Softer commercial lending outlook for mining states

By David Cannington
Wednesday, 17 October 2012

August ABS lending finance data reflects a softer commercial lending outlook for the mining states on the back of weaker commodity prices.

In original terms, commercial finance decreased in Victoria, South Australia, Western Australia and Tasmania in August and was higher in all other states and territories.

The largest monthly decrease was in South Australia (-17.2% month-on-month) followed by Tasmania (-11.5% m/m) and Victoria (-6.6% m/m).

In annual terms, commercial finance growth continues to be highest in Western Australia (+13.2% year-on-year), followed by Queensland (+3.6% y/y), while commercial finance in Victoria is the weakest (-8.1% y/y).

Looking forward, despite a softer economic outlook, a solid pipeline of committed major mining and energy projects should support moderate growth in commercial finance in the mining states into 2013, while the non-mining states are expected to continue to underperform.

Click to enlarge

Nationally, commercial lending growth has more recently been weighed down by financial market volatility and global economic weakness – from a recent peak of $34.5 billion in April 2012 to $27.6 billion in August – to be 13.3% lower over the year to August 2012 in trend terms.

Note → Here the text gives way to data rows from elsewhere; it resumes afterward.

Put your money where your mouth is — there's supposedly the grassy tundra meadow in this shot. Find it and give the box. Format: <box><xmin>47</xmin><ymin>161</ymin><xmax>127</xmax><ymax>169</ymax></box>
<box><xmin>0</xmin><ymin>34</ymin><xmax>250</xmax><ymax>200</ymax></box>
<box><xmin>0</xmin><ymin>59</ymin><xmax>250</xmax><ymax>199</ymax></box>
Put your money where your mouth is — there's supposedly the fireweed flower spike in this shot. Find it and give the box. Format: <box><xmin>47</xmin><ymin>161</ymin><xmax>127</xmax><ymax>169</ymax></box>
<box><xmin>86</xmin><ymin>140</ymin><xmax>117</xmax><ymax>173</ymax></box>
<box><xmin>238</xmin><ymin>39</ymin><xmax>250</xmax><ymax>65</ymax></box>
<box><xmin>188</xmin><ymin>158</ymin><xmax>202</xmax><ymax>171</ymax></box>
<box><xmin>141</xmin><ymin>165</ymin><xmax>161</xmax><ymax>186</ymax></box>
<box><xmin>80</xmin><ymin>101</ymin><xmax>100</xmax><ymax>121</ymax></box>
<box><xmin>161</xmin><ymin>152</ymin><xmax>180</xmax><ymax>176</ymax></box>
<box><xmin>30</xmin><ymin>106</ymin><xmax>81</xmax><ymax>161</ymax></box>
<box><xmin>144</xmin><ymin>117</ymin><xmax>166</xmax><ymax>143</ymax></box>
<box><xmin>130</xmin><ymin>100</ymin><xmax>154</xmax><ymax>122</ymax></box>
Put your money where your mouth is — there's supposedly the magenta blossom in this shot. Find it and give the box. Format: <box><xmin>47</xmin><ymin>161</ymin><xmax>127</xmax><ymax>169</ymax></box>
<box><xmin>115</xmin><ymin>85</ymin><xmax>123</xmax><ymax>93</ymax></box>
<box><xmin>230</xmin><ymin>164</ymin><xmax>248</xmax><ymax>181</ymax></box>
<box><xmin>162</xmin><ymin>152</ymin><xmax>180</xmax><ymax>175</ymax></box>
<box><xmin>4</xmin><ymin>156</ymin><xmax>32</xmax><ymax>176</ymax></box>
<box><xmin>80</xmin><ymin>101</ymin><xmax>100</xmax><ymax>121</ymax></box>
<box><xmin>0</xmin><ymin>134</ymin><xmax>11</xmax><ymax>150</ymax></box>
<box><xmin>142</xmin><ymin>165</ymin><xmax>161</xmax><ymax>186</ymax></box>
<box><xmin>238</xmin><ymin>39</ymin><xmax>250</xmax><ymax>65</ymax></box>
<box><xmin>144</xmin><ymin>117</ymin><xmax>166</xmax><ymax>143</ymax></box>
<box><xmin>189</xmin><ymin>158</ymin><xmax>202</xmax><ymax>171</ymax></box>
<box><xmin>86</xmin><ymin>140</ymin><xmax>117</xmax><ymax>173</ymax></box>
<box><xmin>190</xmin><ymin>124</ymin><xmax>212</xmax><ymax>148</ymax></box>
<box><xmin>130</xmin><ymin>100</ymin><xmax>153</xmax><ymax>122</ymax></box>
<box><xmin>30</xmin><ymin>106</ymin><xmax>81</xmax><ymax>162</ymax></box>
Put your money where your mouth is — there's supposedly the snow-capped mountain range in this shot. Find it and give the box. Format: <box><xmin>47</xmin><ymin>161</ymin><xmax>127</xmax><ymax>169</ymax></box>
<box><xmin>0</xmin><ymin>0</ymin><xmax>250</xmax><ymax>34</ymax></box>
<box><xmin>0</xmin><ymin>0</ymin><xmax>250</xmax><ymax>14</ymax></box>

Over the same period, personal lending increased by a modest 1% in trend terms, reflecting weak margin lending and continued volatility in equity markets.

In contrast, strong annual trend growth in lease finance (+25.3% y/y to August) was driven by an increased aversion to asset ownership and exposure to asset price risk.

In original terms, annual growth in wholesale finance was higher (+32.4% y/y), while finance for the purchase of plant and equipment (-1.1% y/y) and construction finance (-62.5% y/y) were lower in August.

In recent years, commercial fixed lending has been increasingly driven by lending for the purchase of plant and equipment, while subdued non-residential building and investment has provided a drag.

However, uncertainty about the outlook for the mining economy in recent months has dampened growth in plant and equipment lending. Looking through this short-term moderation, the underlying funding requirement for plant and equipment and engineering construction is expected to continue to support moderate business lending growth in the years ahead.

David Cannington is senior property analyst at ANZ.